The Final Sign Of Evil
posted on 11/2007 By:
One of the recent trends in metal has been for a band to go back and revisit older material for a new release. They may want to re-record it with a new approach (a la Dimmu Borgir’s Stormblast and Moonspell’s Under Satanae), update the sound (a la Destruction’s Thrash Anthems and Suicidal Tendencies’ Still Cyco After All These Years (an older example, yes, but the principle still applies)), or simply commemorate an anniversary (a la Hammerfall’s Steel Meets Steel and Exciter’s New Testament). The oddest reason given, though, is to go back and remake the album “the way it was meant to be.” Twisted Sister did it when Stay Hungry became Still Hungry, and now Sodom has done it in making the In The Sign of Evil EP into the The Final Sign of Evil full-length.

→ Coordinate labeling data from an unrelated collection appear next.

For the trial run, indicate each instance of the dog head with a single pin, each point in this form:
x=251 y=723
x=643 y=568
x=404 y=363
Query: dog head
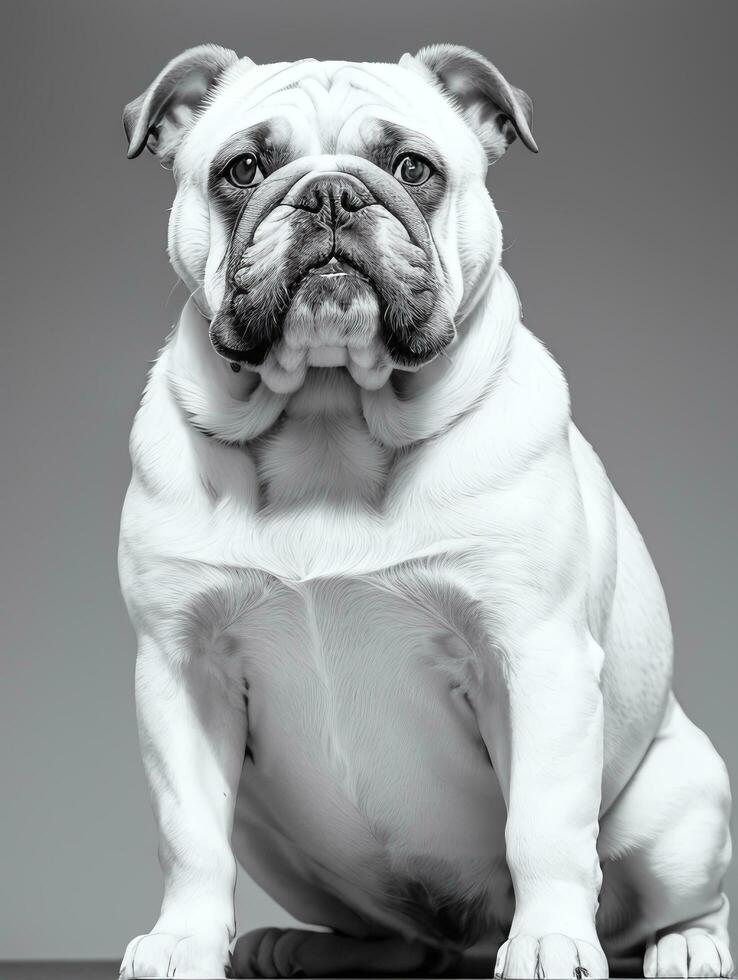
x=331 y=213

I’m going to risk whatever is left of my credibility here and admit that I have never heard the original EP, so bear that in mind when I say the end result sounds like I imagine it did back then - low-fi production, thin-sounding drums, gruffer vocals, etc. It certainly doesn’t sound like the modern-day Sodom heard on M-16 and their more recent self-titled album. I think it makes it sound more genuine like that. It doesn’t hurt that Tom Angelripper recruited the band members from the original release, Grave Violator and Chris Witchunter, for this endeavor. For those reasons, this re-recorded work is less likely to offend those who don’t want modern-sounding versions of classic material.

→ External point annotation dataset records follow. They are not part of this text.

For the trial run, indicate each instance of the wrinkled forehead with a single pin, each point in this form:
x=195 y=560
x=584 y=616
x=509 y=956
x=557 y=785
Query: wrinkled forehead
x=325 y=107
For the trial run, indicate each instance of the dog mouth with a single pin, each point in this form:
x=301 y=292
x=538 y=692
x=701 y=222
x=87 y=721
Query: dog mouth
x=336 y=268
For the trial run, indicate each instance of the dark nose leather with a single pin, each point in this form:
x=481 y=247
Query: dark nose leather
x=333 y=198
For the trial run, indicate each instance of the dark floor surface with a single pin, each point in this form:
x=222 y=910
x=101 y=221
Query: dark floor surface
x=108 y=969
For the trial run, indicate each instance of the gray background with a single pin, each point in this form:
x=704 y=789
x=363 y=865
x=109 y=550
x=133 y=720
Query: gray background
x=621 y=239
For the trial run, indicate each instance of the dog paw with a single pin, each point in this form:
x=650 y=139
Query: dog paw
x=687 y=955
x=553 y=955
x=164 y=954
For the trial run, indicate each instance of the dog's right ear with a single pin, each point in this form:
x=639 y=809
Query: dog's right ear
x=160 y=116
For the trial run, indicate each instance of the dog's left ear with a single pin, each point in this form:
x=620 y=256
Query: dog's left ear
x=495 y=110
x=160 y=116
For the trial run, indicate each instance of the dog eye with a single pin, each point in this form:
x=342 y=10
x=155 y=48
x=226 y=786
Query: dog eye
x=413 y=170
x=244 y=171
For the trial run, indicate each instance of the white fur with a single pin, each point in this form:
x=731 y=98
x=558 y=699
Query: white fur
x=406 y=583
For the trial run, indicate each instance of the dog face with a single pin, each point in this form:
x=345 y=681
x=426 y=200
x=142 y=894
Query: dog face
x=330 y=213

The strange thing is that the seven new songs . . . well, you could almost tell why they weren’t included on the original release, if the official reason weren’t that their label at the time didn’t want them on there. They’re good, but not as good as the five that comprised the original. “Where Angels Die” and “Hatred of the Gods” are the standouts from the new batch, and one could even throw “Ashes to Ashes” in there and I probably wouldn’t complain. The original release was considered a classic, though, and I’m not sure that the listening experience has been enhanced with the inclusion of these additional songs. “Bloody Corpse” sounds particularly amateurish by today’s standards. Maybe it would have worked back then, though, when just sounding evil was enough to be considered evil – why does Venom’s “Teacher’s Pet” keep coming to mind?

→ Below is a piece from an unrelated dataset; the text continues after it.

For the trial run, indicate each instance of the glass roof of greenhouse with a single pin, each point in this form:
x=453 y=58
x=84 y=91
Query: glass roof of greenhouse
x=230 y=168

Would In the Sign of Evil have been regarded so highly had it been released in this form originally? Most likely. “Witching Metal,” “Outbreak of Evil,” and “Blasphemer” helped define the entire thrash genre (and some would say heavily influenced early black metal, as well,) and a couple of the additional songs might have been branded the same. Still, when you listen to a classic thrash album today, such as Forbidden Evil or Eternal Nightmare, you know you’re listening to a classic, and I just didn’t get that vibe here. Take that for what you will – the opinion of a guy who got into Sodom around the time of Code Red but has only gone back as far as Persecution Mania for his history lesson.